# rat facts



## alfierat (Aug 10, 2008)

if anyone is getting a pet rat people can give them advice


----------



## alfierat (Aug 10, 2008)

hello*!!!!!*


----------



## Jen26 (Apr 22, 2008)

hello, you really love rattys dont ya


----------



## alfierat (Aug 10, 2008)

yep!!!!!!!!!!!!!!!!!!!!


----------



## Mischievous_Mark (Sep 9, 2008)

Okay im not getting a rat becaus ei already have 6 ( 2 boys 4 girls ) 

Okay so my girls are split into 2 groups ( 2 are in one cage and 2 in the other )
they all came from the same breeder but i bought them at different times so theres an age gap between them.

Im trying to introduce the 2 newest one into the other 2 cage but my Russian Blue Dumbo ( Ercila ) is having none of it they scratches the hell out of my poor little Naked ( Mortisha ).

---Ive tried letting them out together in the bath tub = they are fine with each other
---Cleaning the whole cage out then putting all four in = Ercila beating everyone including her cage mate.

Im about try and bath them all so they smell the same and clean the cage out again hopefully this will work.
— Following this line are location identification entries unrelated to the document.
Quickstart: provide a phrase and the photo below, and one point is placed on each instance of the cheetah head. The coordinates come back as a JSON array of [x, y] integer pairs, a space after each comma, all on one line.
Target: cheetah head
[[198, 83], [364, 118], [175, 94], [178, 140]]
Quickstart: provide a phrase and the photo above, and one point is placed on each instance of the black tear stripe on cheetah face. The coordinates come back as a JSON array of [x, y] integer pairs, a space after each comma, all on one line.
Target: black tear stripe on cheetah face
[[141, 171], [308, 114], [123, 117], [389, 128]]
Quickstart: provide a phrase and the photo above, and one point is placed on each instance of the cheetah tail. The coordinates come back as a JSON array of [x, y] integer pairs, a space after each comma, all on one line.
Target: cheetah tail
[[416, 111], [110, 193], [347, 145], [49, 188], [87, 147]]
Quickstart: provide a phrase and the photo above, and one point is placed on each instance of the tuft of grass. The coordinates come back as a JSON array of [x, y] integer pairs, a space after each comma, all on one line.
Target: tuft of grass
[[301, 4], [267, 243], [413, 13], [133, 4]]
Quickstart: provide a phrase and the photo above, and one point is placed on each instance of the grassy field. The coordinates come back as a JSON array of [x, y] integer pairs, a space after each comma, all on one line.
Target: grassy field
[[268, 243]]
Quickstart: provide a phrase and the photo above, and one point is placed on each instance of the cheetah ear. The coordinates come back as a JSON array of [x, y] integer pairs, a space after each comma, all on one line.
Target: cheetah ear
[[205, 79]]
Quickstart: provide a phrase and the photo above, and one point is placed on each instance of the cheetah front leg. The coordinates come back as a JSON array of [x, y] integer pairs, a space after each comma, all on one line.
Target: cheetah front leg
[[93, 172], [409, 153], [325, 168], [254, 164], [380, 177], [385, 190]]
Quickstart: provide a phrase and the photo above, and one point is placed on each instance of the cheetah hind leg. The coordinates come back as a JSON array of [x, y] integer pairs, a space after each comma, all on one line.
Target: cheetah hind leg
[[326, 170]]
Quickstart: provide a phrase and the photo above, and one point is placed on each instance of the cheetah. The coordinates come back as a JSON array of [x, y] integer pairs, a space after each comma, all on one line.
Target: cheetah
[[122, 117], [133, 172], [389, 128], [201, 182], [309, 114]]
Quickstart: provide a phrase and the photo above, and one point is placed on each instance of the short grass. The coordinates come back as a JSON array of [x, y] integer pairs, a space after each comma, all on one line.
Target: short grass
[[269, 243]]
but do you have any other suggestions ?


----------



## pa2k84 (May 27, 2008)

After cleaning try dabbing a bit of vanilla essence on all the rats, dont know why but something to do with masking the smells.


----------



## ColeosMummy (Aug 27, 2008)

i want some ratties x


----------



## trekky (Apr 16, 2008)

have you tried putting them in the other 2's cage and not the dominant ones cage either that or swap them over put the 3 that get on in the cage you want them in then once the 3 are settled then put in the one causing trouble. I've also heard that masking their sents can help but thats only when putting a male you've used for mating back in with males he's been with before. I've never personally had females that have fort and come off bad i've only had 2 dominant males get together by accident and rip each other apart. Females tend to squabble but if left to it usally sort out the pack order.


----------



## Mischievous_Mark (Sep 9, 2008)

trekky said:


> have you tried putting them in the other 2's cage and not the dominant ones cage either that or swap them over put the 3 that get on in the cage you want them in then once the 3 are settled then put in the one causing trouble. I've also heard that masking their sents can help but thats only when putting a male you've used for mating back in with males he's been with before. I've never personally had females that have fort and come off bad i've only had 2 dominant males get together by accident and rip each other apart. Females tend to squabble but if left to it usally sort out the pack order.


Well the one that causes the trouble is in the bigger cage with her cage mate the other cage isnt big enough for 4 rats, TBH i wouldnt deem it suitable for 2 rats but they are still quite small so there is enough room fot them.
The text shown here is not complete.